I don’t know if you have ever considered counseling or therapy, but even a few visits can be very useful in dealing with tough situations.

I hope this is helpful. You have a big task ahead of you, but, if you try hard, you can make it happen.

Letter #: 437891
Category: Family

One Comment

  1. “Harsh?” Hey Buddy, you’re such a softie you might as well be a fabric softener sheet.

    Individuating/Separating from our parents is the task of Adolescence and Early Adulthood. Since you’re a bit late for that train which is not at all surprising considering you make the CHOICE to keep getting hit by one on a daily basis, here’s some news you can use:
    -You state your self confidence and self competence has been severely stomped: Shocker! I bet the same person who told you you have a “temper” is the same jackass who is highly vested in ensuring you never gain any.
    -There is no such thing as “free.” Period. Fully Stop. The same woman who raised you to be a hot mess now has daily access to YOUR CHILD. That reality should scare the crap out of you and ENSURE you take steps to do something that was never done for you growing up and to the ripe old age of 40: PROTECT YOUR CHILD. NOTE: WILD ANIMALS MEET THIS PARENTING BAR. The finest Legacy we leave our children is a complete repudiation of our own history of abuse (oh yes she *is* an abuser) not simply in words but more importantly by BEHAVIOR. Where’s your infamous “temper” when ya really NEED IT because nothing else seems to particularly motivate you at the moment 😉
    -You don’t “need” their help: You are CHOOSING to use their help. Own your choices and investigate your options and follow through if you’re really vested in Adulting. Please note rarely is the “Right Thing” the “Easy Thing.” This is not one of those rare times.
    -Be advised you’ve already done a fine job of setting yourself up for a Grandparents Rights Case. Please stop adding more footnotes-starting NOW.
    -You do not need anyone including your spouse to front for you. There’s no acceptable reason to throw him in front of the train you insist on standing in front of in the name of Marital Harmony or some such idiocy. This is YOUR responsibility: He deals with his bunch of crazies, you deal with your’s. Besides, any partner would resent being tied to the choo choo tracks just because you want some company.
    -Stop with the “Timid Widdle Forest Creature” Presentation. Hello, you’re an Adult. A “Groan Up.” You can eat ice cream for breakfast and pizza whenever. Your infamous “temper” is in complete opposition to your attempt to persuade me of your presentation. So which is it? Are you Timid or seeking an easier way? (See above.) Uh Huh, I thought so.
    -Move. That’s right: Ya put the house on the market, go get the boxes and start packing. The train tracks aren’t going to be rerouted for your convenience so you better be.
    -Therapy. ALLLL THE THERAPY. Start auditioning a few. You don’t want the one with the salubrious hand pats but the one with the professional ass kicks.

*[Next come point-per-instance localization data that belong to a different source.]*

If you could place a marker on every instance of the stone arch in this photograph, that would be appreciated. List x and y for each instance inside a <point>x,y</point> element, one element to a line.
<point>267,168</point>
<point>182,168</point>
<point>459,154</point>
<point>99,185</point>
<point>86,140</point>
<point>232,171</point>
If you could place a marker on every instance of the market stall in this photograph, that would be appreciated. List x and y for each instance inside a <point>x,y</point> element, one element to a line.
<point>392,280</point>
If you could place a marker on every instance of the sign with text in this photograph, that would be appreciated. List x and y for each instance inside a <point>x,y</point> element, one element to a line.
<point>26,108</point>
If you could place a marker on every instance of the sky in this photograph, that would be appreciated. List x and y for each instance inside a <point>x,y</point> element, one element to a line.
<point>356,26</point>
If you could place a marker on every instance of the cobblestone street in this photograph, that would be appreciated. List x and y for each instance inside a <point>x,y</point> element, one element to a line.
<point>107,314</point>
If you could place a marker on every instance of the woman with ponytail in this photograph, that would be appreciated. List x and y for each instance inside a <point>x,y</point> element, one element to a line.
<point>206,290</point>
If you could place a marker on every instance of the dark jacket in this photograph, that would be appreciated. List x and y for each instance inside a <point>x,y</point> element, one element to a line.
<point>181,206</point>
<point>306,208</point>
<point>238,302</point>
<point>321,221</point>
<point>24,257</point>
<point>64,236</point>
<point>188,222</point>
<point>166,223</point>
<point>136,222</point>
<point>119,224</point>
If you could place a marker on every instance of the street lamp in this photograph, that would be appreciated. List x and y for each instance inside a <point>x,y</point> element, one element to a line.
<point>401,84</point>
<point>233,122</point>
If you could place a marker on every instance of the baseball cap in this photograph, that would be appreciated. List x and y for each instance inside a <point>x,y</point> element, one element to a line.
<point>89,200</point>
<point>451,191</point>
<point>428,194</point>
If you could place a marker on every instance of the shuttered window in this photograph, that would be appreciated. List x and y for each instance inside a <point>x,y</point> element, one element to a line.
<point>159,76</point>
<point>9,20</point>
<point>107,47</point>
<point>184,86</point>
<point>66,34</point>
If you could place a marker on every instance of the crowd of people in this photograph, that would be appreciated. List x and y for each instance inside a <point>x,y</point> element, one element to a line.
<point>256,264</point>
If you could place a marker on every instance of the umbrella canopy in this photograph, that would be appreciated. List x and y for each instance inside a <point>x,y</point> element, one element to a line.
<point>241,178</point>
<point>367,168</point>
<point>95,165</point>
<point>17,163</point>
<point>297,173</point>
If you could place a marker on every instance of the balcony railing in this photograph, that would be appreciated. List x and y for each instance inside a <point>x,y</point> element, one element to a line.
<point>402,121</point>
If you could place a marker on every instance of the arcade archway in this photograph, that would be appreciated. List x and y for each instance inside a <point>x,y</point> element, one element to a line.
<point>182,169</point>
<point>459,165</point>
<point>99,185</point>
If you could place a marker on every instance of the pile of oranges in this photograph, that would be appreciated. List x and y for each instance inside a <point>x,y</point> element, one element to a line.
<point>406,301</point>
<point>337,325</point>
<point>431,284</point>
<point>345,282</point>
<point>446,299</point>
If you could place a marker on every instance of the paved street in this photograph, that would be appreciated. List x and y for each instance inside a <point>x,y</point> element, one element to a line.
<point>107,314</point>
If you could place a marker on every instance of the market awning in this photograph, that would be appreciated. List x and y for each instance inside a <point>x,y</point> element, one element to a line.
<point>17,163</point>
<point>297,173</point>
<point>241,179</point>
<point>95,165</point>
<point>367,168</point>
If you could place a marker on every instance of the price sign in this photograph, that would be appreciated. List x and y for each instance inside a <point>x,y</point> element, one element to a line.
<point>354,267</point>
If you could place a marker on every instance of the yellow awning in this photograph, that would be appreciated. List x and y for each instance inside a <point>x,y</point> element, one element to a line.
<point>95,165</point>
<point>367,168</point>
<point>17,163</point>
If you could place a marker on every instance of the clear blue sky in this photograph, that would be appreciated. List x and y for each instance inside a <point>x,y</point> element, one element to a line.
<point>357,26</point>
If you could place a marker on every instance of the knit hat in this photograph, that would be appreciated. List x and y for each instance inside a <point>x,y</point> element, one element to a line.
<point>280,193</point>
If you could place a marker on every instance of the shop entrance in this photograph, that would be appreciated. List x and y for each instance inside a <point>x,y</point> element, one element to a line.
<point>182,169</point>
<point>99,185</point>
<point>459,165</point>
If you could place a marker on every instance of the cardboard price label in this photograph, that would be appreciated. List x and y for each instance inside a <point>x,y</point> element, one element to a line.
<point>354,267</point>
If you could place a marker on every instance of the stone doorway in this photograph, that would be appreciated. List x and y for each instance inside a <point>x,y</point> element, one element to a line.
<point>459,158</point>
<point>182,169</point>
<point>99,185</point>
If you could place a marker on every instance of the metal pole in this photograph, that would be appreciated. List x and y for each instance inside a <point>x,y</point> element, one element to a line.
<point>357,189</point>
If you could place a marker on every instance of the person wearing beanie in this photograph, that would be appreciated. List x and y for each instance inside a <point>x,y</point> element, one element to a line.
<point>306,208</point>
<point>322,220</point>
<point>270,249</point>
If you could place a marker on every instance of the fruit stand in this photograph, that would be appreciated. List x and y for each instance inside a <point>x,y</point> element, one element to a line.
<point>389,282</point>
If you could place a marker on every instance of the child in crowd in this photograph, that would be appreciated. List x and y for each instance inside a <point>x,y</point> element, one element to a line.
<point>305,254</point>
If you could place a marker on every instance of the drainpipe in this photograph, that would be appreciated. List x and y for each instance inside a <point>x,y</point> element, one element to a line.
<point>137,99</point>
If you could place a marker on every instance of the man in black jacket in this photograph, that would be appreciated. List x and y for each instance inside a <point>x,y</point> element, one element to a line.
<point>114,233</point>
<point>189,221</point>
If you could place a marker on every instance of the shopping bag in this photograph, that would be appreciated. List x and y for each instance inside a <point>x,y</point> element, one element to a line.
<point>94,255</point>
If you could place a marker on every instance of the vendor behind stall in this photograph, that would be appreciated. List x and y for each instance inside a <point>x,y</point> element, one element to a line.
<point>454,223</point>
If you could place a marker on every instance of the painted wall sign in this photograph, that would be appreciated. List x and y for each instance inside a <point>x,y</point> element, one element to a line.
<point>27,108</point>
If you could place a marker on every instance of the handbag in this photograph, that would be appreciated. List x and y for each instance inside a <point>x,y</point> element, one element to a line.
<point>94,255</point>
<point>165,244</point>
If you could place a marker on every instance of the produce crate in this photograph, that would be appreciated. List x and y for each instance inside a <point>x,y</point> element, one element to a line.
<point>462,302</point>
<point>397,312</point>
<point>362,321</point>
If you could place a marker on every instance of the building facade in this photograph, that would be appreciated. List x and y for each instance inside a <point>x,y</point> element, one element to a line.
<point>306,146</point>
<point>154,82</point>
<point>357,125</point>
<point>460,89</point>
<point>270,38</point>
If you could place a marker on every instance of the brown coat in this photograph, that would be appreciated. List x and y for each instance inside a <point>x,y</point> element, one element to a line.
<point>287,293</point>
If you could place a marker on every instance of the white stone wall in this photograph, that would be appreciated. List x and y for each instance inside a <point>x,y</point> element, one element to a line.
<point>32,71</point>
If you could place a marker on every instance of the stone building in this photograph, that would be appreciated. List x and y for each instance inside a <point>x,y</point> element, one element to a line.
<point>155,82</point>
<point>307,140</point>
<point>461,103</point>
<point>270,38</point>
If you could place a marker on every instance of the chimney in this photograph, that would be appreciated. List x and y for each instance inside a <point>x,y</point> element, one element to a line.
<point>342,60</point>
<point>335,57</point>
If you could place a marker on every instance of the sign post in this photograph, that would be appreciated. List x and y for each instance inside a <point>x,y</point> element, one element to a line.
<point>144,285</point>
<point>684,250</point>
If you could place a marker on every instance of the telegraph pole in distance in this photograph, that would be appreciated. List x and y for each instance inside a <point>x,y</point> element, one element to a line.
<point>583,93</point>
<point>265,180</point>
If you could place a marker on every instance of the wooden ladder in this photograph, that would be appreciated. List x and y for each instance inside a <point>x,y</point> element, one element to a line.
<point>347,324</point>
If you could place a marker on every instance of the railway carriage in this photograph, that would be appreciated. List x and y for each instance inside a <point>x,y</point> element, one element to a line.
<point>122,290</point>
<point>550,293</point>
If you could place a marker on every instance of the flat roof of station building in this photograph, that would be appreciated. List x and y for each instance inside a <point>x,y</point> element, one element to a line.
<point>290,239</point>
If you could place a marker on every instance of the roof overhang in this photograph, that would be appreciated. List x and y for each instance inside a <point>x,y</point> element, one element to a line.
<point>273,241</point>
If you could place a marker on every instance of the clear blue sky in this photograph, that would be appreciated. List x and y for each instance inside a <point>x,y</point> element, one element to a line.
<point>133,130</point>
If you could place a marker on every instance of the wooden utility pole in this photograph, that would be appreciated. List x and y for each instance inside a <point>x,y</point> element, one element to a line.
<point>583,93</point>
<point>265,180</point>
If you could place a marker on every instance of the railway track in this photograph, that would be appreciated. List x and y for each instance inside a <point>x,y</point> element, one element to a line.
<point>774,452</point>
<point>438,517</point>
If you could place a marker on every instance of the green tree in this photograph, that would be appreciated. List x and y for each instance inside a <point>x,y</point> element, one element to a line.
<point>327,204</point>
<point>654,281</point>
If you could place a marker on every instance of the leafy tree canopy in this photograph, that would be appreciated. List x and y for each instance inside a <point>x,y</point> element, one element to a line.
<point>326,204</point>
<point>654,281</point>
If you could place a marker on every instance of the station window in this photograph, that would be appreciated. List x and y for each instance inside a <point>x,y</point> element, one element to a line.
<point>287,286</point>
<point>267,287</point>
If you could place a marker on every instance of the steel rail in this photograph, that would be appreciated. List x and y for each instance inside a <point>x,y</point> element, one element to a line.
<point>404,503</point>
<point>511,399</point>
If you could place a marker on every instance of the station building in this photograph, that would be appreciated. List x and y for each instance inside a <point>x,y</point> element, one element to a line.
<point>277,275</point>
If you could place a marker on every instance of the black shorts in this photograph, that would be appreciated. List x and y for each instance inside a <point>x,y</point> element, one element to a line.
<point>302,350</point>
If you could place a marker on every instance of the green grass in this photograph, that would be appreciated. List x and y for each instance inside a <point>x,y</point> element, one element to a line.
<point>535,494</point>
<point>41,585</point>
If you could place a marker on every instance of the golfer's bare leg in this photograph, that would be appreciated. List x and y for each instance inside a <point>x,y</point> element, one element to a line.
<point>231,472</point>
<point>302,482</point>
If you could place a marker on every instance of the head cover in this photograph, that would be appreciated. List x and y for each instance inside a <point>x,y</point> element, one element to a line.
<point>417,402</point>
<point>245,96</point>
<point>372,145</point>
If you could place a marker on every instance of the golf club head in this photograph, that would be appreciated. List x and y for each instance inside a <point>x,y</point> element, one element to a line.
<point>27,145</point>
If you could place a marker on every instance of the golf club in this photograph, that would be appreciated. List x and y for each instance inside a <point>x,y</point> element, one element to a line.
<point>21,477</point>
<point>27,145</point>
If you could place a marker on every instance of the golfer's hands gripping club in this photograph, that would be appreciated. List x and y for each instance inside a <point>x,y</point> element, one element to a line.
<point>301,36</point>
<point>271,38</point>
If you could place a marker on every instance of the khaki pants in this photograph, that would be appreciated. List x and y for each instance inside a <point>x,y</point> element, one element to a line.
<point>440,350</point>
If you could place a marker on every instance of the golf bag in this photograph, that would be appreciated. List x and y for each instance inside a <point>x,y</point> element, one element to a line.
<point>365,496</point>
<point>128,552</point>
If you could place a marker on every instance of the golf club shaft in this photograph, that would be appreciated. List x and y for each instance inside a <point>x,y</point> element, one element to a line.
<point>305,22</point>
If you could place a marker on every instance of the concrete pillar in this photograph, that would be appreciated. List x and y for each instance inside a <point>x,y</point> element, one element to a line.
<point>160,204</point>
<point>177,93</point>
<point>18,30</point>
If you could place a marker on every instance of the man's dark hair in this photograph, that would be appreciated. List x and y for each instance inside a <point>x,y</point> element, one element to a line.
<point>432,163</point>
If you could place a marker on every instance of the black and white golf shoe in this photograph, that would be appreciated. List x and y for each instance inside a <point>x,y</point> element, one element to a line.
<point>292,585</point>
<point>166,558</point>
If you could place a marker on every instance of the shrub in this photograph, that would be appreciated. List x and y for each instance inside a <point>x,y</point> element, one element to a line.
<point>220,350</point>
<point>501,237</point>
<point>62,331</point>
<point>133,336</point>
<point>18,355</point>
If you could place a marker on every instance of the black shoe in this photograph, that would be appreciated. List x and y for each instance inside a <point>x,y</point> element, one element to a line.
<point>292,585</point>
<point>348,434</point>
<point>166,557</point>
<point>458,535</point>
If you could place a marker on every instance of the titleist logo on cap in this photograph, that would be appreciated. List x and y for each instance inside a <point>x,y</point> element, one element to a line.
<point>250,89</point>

    I expect by now you’ve been struck with a near terminal case of The Vapors™️. You’ll survive. Someone needs to get your attention so hi there, my name is Tundra Woman who was Lady Grantham 40 years before she was a tingle in some writer’s imagination never mind the writer’s parent’s imagination. Or where ever.

    If you want to bewail your fate, coming to an advice place named for people like me who reside in the Antiquities Section of Old Farts isn’t a good choice. But then again, making good adult choices doesn’t seem to be your forte.
    That absotively needs to change NOW.

    And I’m here to tell you that since no one else has stepped up. And further, YOU CAN DO THIS.

    Good luck, get going and FFS, remember: Pizza! Ice Cream! SEX-Without mommy dearest sitting on the the bed like the voyeur she is telling you how bad you are at that too. I assume you have the basics down as somehow you managed to reproduce and to my knowledge asexual reproduction is not how humans produce more humans.